Even if it wasn't, censorship by an individual or a company is not a crime, are you confused by the first amendment which is a restriction on the government?
That's a strange way of saying you completely lost the argument so you had to resort to digging into comment history to try and find something, but I'll take it.
Address the topic, not the commenter, stop violating HN guidelines.
It's not about liking or not - it's about breaking the law. Hate speech is qualified in Brazilian criminal law. Nazism and anti-democratic aggitation are crimes, for instance.
> While certain restrictions on freedom of expression may be motivated by principles of equality and non-discrimination, “direct and public incitement to genocide” and “advocacy of national, racial or religious hatred that constitutes incitement to discrimination, hostility or violence” are strictly prohibited under international law, and are considered the “severest forms of hate speech”.
There’s no legitimate definition of hate speech. It’s just an ever expansive label used to undermine political speech and justify censorship or criminal charges. Free speech is the most fundamental civil liberty.
Also no one cares what the UN’s “international law” is. They just all support it or ignore it as convenient, because it means nothing.
It's a dispute between Brazil supreme court and a US based company. I didn't want to refer to Brazilian law because it seemed circumstantial, nor could I refer to US law because the first amendment defeats it. Falling back to international law only seemed natural so I didn't think I should have explained my rationale.
But that was only to say, responding to who asked me the original question, that it doesn't matter what I think. I'm not a legislator. What matters is what's enforceable.
Isn't all law* outside of natural laws essentially an agreed upon framework of convenience? Sovereignty itself only works in consensus (see the failures of the sovereign citizen movement in the US).
*I'm deliberately side-stepping religious law because there's no way to reasonably debate it logically. So this is meant to read "all secular law"
> So you think it's a crime to allow people speak things you don't like?
That was the original question which was clearly designed to trap me in an opinion pitfall. I was making sure I was referencing external sources when responding to that, but nobody seemed willing to take what I wrote in context.
> However, to date there is no universal definition of hate speech under international human rights law. The concept is still under discussion, especially in relation to freedom of opinion and expression, non-discrimination and equality.
Ah, the ever popular "hey, can you re-create Einstein's theory of relativity for me right now? No? I guess physics must be fake, then" argument, popular with bad-faith conversationalists of all stripes.

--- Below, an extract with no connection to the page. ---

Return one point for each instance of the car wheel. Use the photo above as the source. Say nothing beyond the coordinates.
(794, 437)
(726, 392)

Links from the BBC article you appear to have missed:
"Antisemitism on Twitter Before and After Elon Musk’s Acquisition"[1]
"The Musk Bump: Quantifying the rise in hate speech under Elon Musk"[2]
Additional studies:
"Hate Speech Spikes on Twitter After Elon Musk Acquires the Platform" [3]
"Auditing Elon Musk’s Impact on Hate Speech and Bots" [4]
> But there are both in-depth studies and anecdotal evidence that suggest hate speech has been growing under Mr Musk's tenure.
> Several fringe characters that were banned under the previous management have been reinstated.
> They include Andrew Anglin, founder of the neo-Nazi Daily Stormer website, and Liz Crokin, one of the biggest propagators of the QAnon conspiracy theory.
:shrug: I don't use X, so I don't get caught up in it. I am just making an outsider's perspective to both X and the Brazilian Supreme Court. I see articles posted constantly about both, and they both stir up controversy.